That man you see on the tree—he is the re-Genesis of the world. He has come to remake us alive and free and beautiful on the Friday of his crucifixion.
Let’s take a walk together. And as we do, I’ll tell you a mystery.
We’re heading to a cemetery. A very different cemetery. It consists of a single mass grave.
Look over to your right, at the edge of the grave, and you’ll see a headstone. Let’s walk closer. The surface is weathered from millennia of exposure to the elements. But look closely. There’s still a name barely legible, chiseled into the granite. Can you read it? What does it say? Yes, that’s right. There’s only one name there: Adam.
How can there be only one name over such a mass grave? I promised you a mystery; I will disclose part of it now. This is not only Adam’s grave. It is yours also. And mine. Here are the remains of humanity. When our father died, we perished in him and with him. The corpse of our sad race was blanketed here beneath the sands of sin and the dirt of death.
How did we get here? Turn around and walk with me backwards into a world freshly made. Sunday, Monday, Tuesday, all through the week, God’s been preparing our world, down to the finest detail. And now it’s day six, a Friday, and a very good Friday it is. Today creation will reach its zenith as the children for whom the Father crafted the whole cosmos will be formed. See them standing there, bearing God’s image, alive and free and beautiful on the Friday of their creation.
Adam, made on Friday, is remade on Friday, and we in him.
I promised you a mystery; I will disclose more of it now. This king and queen, our father and mother, and we in them, stood beneath the branches of the tree of knowledge. Our hands reached up to pluck the fruit forbidden to man. We filled our mouths and Eden spat us out. We devoured fruit and digested death. The Friday of our creation was followed by the day of our decimation. We made the grave our home. “In Adam all die,” the apostle says (1 Cor 15:22). Thus this grave, in earthen tones, paints the picture of Friday’s good work undone.
But our journey is far from over. Walk back with me to that mass grave, that headstone, and look now what has been erected over the top of that morbid mound. See it there? Look at that tree whose trunk is sunk into the soil of our tomb. Look at those two naked branches painted red with the blood of the Lamb. Look at him who is nailed as a criminal but reigns as a king. And look at your calendar and tell me what day it is. It is the sixth day, is it not? It is a Friday, the Friday we call good.
I promised you a mystery; I will disclose all of it now. That man you see on the tree—he is the re-Genesis of the world. He has come to remake us alive and free and beautiful on the Friday of his crucifixion. In this new beginning it is finished, all is finished. The mass grave beneath the cross unburies its dead. The blood of God, dripping on this earth, is the key that unlocks the chains that bind us.
Adam, made on Friday, is remade on Friday, and we in him.
Golgotha is the first Adam's grave, over which the tree of the second Adam’s cross is erected.

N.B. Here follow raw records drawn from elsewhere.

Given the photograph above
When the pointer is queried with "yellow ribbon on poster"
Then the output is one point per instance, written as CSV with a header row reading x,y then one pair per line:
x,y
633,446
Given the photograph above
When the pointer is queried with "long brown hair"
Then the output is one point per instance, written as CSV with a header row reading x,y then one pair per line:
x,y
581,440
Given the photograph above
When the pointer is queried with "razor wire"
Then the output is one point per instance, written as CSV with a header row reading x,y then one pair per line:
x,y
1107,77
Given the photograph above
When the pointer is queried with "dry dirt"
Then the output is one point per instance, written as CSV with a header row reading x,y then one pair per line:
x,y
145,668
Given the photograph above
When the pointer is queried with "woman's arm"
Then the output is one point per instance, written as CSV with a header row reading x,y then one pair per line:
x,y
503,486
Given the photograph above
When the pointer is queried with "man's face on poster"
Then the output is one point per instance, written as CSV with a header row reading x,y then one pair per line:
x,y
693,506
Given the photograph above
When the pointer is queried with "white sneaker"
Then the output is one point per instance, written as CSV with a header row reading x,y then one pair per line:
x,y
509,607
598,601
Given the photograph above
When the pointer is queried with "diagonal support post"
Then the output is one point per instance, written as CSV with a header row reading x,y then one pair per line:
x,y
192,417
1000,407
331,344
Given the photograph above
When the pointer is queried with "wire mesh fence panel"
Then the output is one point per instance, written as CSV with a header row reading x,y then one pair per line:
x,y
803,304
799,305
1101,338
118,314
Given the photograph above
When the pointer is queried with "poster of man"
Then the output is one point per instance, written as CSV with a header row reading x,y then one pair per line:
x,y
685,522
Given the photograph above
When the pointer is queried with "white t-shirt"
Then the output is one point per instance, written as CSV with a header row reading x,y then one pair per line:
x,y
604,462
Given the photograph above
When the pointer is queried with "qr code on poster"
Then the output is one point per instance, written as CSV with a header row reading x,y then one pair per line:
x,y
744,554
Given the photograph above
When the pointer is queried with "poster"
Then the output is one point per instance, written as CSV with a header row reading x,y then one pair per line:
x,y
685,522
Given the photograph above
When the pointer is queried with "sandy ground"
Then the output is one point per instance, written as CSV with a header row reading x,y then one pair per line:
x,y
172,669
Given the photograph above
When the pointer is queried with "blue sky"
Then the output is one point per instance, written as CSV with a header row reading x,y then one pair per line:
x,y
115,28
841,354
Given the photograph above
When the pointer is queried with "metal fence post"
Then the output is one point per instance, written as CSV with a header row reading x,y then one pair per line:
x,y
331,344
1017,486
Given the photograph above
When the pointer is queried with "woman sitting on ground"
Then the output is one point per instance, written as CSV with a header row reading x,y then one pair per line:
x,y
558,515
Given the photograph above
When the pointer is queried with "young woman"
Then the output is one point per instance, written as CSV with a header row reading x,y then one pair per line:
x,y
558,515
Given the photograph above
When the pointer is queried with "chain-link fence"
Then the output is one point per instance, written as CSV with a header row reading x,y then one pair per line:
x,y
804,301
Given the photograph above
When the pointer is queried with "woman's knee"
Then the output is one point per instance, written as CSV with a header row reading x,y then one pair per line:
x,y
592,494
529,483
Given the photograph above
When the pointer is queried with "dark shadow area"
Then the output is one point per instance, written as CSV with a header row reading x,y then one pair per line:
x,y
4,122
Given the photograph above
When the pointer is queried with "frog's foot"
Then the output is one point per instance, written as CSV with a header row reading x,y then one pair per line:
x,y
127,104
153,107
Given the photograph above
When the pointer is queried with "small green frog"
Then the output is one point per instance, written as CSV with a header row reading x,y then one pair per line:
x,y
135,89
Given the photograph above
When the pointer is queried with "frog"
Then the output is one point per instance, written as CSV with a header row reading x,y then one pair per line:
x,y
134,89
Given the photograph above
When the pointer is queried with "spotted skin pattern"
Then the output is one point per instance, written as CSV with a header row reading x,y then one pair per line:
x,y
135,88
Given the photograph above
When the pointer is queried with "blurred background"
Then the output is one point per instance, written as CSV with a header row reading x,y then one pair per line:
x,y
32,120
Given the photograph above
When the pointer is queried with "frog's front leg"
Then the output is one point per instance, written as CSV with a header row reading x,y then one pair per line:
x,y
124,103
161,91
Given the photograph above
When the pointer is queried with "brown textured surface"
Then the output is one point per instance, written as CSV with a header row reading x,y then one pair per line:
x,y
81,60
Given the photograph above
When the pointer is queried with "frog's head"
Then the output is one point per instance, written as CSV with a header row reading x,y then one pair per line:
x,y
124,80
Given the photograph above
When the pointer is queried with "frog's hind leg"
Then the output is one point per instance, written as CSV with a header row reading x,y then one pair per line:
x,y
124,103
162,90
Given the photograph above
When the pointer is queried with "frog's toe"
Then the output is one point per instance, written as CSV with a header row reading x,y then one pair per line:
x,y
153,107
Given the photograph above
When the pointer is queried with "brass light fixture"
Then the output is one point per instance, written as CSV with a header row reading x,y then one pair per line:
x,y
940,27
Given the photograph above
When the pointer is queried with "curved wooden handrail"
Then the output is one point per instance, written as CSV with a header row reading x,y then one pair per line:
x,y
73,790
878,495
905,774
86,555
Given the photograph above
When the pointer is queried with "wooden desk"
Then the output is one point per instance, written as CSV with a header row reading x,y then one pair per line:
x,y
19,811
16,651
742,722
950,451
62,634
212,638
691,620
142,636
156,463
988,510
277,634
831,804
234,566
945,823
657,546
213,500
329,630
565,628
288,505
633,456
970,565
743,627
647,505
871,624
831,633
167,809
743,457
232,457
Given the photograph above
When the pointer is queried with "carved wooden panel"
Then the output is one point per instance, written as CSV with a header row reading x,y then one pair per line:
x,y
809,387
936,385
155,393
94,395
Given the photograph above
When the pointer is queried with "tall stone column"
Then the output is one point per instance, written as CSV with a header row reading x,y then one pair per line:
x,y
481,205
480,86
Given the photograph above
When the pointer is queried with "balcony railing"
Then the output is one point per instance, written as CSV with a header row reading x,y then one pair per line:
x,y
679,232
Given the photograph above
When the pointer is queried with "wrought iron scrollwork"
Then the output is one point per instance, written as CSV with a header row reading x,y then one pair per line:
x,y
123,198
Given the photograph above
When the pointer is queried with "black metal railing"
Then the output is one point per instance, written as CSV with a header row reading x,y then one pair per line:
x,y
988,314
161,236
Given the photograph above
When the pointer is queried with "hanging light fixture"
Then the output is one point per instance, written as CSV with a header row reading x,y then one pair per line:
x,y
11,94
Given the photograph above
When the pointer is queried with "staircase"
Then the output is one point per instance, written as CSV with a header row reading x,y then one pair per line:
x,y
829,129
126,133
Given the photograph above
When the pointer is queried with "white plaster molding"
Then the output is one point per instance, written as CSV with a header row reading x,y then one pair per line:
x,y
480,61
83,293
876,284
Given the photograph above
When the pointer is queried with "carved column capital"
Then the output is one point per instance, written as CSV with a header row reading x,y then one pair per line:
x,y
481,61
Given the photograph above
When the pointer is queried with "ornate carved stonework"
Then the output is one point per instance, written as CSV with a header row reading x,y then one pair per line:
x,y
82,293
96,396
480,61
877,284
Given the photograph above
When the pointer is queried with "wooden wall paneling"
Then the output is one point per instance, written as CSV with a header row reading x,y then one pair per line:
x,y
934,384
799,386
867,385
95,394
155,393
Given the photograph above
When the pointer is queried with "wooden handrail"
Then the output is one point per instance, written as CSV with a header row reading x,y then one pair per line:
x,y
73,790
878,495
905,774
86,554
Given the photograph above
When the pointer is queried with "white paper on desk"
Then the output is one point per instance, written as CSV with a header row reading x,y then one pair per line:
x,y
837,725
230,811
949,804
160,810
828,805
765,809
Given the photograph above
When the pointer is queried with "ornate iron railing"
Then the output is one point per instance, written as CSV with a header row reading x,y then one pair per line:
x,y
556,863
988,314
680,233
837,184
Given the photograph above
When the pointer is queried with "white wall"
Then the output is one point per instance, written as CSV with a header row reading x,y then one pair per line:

“As one trespass led to condemnation for all men, so one act of righteousness leads to justification and life for all men,” (Rom 5:18). Good Friday’s good work is done by him who came to undo the work of sin and death.
This place is named Golgotha, “the place of the skull.” Most people think it derives its name from a rocky hill shaped like a skull. From ancient times, however, the church understood this as the place of Adam’s skull. In fact, if you look at most icons of the crucifixion, you will see a skull and crossbones at the foot of the cross. Those belong to Adam. His skull is at the foot of this new tree of life.
Golgotha is the first Adam's grave, over which the tree of the second Adam’s cross is erected.
Upon the skull of Adam, and all of us in him and with him, the Spirit has placed blood and flesh and skin once more. He's breathed into us his breath. He's placed upon our newly formed brows the crown of victory and life.
This massive Golgotha grave in which Adam and Eve, you and me, and all humanity were once buried has in fact been emptied. Dig, dig as deep as you like, and you will find no bones. “God was in Christ, reconciling the world to himself,” (2 Cor 5:19). The tree of the cross, erected over the old Adam’s grave on Good Friday, was the new tree of life, upon which reigned the new Adam, to give us new fruit that makes us a new creation.
The corpse of our sad race, once blanketed here beneath the sands of sin and the dirt of death, has been raised when Christ was raised. “Even when we were dead in our trespasses,” our Father “made us alive together with Christ—by grace you have been saved—and raised us up with him and seated us with him in the heavenly places in Christ Jesus” (Eph 2:5-6).
On this day all is good again. On the sixth day, a Friday, the God who made the first Adam, recreated us all in the second Adam.
Is it a good Friday? No, it is a very, very, good Friday. Welcome to the new world, a new beginning—in him who makes all things new (Rev 21:5).